By Ross Moyo

Harare Mayor Jacob Mafume has attributed the failure to achieve the Smart City 2025 vision to decisions made by previous administrations, despite having been in office during the project’s implementation period.

Rather than accepting responsibility as the current leader of the city, Mayor Mafume argued that the shortcomings stemmed from a flawed foundation laid by his predecessors. According to the Mayor, previous councils prioritized the procurement of hardware ahead of the essential digital systems required to support a smart city framework.

“Legacy councils bought hardware before software. CCTV and Wi-Fi infrastructure without robust data systems, open-budget platforms, and API-first governance models cannot scale,” he said.

Mafume contended that the Smart City 2025 initiative ultimately failed because the underlying digital operating system needed to integrate and manage these technologies was never established.

The new target is 2030, and the architecture changes. Mafume wants open data portals, transparent municipal spend, and APIs that let devs build civic apps. Council becomes a platform, not a walled garden.

IoT is the sensor layer for 2030. Water leak detectors, smart meters, traffic counters, air quality nodes. These push real-time data to dashboards instead of monthly PDFs. In a city losing 60% of treated water, sensors = revenue recovery.

Mafume may as well borrow advice from his one time boss at the Citizens Coalition for Change (CCC) his former President, Advocate Nelson Chamisa who got him into office by getting him elected on his brand.

Chamisa in a recent exclusive interview with TechnoMag mentioned the only way for Governance fix is,
“Institutions must be bigger than any individual”. Smart cities fail when projects are tied to politicians. Version control and documented APIs ensure continuity when leadership changes.

Accountability shifts from audit reports to live dashboards.
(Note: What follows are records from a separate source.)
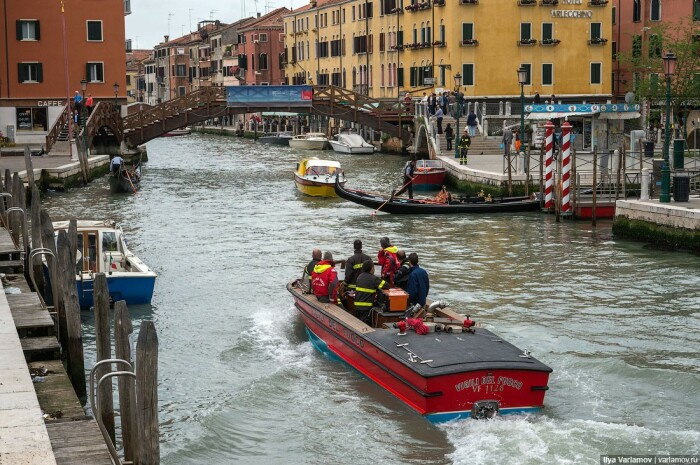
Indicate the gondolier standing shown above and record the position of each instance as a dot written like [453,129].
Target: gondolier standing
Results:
[464,142]
[408,177]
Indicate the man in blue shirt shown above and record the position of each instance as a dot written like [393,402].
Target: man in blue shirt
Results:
[418,282]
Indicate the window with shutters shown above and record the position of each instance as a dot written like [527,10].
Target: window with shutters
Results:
[525,31]
[468,74]
[30,72]
[547,32]
[528,68]
[467,31]
[547,74]
[596,73]
[94,30]
[28,29]
[94,72]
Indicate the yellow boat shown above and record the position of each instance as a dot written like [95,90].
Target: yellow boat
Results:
[317,177]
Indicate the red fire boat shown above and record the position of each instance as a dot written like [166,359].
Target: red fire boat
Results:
[456,370]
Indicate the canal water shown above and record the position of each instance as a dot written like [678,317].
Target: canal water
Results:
[220,221]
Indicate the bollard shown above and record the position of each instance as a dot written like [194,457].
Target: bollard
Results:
[644,195]
[549,155]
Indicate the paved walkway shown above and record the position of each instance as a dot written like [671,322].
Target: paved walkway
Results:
[23,436]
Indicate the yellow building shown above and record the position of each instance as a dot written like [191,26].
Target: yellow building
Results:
[391,47]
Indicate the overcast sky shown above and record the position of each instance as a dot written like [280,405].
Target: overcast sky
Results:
[150,20]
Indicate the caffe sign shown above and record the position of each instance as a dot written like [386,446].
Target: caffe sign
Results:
[585,14]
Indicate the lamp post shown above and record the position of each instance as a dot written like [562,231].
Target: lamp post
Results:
[522,79]
[115,88]
[669,70]
[458,111]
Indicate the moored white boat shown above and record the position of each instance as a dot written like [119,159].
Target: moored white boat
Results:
[351,143]
[102,249]
[309,141]
[317,177]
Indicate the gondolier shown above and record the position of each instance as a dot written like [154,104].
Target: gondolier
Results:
[464,144]
[408,177]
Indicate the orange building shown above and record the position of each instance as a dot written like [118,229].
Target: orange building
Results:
[44,63]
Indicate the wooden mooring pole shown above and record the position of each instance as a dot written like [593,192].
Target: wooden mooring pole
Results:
[103,351]
[147,396]
[127,403]
[71,306]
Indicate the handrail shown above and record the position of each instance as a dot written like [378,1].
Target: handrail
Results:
[57,127]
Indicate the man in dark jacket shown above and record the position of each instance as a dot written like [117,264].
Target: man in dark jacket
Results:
[418,282]
[353,265]
[324,280]
[367,285]
[315,258]
[401,276]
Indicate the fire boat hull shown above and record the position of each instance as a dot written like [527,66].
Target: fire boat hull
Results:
[453,385]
If citizens can query ward-level spend via USSD or low-bandwidth web, corruption friction increases. Open data also seeds civic tech: students can build pothole-reporting or billing-dispute apps.
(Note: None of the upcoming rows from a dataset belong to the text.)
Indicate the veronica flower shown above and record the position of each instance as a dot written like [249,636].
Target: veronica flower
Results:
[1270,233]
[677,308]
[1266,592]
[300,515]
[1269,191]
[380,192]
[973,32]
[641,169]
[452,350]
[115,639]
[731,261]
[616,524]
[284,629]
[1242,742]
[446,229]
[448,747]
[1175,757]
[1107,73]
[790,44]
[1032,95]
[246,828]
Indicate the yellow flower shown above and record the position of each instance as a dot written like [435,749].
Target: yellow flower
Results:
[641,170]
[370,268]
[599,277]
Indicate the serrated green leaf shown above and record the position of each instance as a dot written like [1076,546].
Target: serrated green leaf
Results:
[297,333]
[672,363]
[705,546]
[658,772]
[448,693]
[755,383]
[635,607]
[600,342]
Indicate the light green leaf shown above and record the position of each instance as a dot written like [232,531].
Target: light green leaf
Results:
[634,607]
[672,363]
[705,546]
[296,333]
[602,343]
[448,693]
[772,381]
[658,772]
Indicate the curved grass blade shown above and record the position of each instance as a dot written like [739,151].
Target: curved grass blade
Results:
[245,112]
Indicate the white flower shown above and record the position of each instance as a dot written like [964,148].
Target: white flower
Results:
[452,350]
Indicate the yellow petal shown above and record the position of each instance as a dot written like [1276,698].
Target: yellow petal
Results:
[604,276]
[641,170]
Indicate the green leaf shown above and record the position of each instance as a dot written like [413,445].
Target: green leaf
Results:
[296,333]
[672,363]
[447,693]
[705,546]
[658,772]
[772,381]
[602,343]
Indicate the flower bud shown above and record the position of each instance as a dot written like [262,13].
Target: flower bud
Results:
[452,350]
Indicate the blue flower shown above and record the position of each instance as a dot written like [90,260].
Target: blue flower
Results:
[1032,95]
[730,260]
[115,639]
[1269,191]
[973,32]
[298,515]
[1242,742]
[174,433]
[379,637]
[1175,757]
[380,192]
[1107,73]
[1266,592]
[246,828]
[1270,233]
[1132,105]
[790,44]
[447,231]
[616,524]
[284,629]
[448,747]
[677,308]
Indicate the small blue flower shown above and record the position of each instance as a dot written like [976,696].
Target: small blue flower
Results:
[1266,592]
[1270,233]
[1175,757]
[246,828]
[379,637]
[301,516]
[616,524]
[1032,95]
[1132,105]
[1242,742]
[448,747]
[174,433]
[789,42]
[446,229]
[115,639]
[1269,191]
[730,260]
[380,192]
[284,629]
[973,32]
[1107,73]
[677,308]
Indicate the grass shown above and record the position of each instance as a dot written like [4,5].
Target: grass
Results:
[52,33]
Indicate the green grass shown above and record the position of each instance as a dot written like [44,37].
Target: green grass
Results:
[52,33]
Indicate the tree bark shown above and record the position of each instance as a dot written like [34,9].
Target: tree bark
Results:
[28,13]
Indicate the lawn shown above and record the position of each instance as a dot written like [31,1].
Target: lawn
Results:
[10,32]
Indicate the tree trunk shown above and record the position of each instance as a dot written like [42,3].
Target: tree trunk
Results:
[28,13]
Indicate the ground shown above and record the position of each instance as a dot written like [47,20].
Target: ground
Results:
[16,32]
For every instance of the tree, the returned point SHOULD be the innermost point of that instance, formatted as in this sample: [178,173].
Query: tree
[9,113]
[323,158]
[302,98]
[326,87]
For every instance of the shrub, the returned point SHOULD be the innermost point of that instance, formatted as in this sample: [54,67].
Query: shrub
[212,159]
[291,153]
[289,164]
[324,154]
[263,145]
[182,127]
Harare’s constraints are bandwidth + power. 1GB costs ∼$1 and load-shedding is frequent. So the 2030 stack must be offline-first, cache-heavy, with SMS/USSD fallbacks. “Smart” must work without fiber.
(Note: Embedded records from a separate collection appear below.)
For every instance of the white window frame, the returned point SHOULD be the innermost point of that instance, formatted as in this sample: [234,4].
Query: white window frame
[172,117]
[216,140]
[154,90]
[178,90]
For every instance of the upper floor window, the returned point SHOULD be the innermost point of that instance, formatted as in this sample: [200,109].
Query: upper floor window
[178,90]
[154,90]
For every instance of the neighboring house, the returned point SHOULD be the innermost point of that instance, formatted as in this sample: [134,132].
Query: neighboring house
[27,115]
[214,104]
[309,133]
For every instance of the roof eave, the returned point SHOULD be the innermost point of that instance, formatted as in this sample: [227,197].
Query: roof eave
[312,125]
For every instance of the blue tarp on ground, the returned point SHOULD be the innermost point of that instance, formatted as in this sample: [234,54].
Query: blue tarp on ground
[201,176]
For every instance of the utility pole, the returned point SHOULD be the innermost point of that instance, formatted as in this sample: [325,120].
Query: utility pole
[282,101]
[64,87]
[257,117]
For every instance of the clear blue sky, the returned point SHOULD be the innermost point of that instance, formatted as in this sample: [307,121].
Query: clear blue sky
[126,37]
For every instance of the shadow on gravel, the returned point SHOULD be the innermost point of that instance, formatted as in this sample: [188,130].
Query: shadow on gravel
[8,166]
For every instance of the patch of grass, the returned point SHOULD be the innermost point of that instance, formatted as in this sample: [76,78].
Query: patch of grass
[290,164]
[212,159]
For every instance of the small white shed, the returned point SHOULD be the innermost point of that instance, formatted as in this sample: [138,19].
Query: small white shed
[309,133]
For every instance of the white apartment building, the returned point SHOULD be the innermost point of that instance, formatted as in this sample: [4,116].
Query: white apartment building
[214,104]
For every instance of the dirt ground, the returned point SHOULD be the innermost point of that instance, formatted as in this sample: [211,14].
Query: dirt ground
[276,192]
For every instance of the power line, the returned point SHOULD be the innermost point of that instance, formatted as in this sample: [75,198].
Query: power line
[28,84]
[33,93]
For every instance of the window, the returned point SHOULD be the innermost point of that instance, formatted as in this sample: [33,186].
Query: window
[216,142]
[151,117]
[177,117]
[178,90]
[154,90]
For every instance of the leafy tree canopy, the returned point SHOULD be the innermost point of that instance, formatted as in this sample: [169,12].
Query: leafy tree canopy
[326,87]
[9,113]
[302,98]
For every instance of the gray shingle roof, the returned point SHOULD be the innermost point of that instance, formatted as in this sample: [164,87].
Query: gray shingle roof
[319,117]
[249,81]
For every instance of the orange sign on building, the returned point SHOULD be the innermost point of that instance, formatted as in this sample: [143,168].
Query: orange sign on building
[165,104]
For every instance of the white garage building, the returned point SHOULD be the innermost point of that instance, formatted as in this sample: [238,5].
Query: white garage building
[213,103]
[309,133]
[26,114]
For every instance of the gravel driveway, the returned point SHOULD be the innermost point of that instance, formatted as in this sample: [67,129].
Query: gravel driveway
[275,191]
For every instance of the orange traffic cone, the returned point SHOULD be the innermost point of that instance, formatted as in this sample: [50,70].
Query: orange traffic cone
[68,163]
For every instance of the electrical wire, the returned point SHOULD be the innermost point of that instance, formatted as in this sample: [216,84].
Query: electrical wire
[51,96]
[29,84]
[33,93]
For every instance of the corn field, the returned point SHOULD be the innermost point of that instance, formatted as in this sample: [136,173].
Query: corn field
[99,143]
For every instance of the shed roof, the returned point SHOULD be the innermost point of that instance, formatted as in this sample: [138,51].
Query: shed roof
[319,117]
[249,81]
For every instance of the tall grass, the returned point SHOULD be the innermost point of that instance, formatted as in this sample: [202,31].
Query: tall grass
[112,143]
Partnerships replace in-house builds. Telcos provide LPWAN, universities run R&D, startups handle UX. Council’s role is data steward + regulator. That’s the model Kigali used to scale e-services.

Security is non-negotiable. Open data ≠ open personal data. Citizen IDs, water usage, billing need encryption, access logs, and data minimization. Trust is infrastructure.

With Funding logic flips, DFIs now fund “digital public infrastructure”, not vanity apps. If Harare proves open data + measurable outcomes, it unlocks concessional finance. No metrics = Smart Billboard 2030.

According to Mafume the bottom line is 2025 failed because hardware preceded governance. 2030 works only if data is public infrastructure, councils act as APIs, and citizens are users with rights. The City Father stated Smart = measurable, not marketed.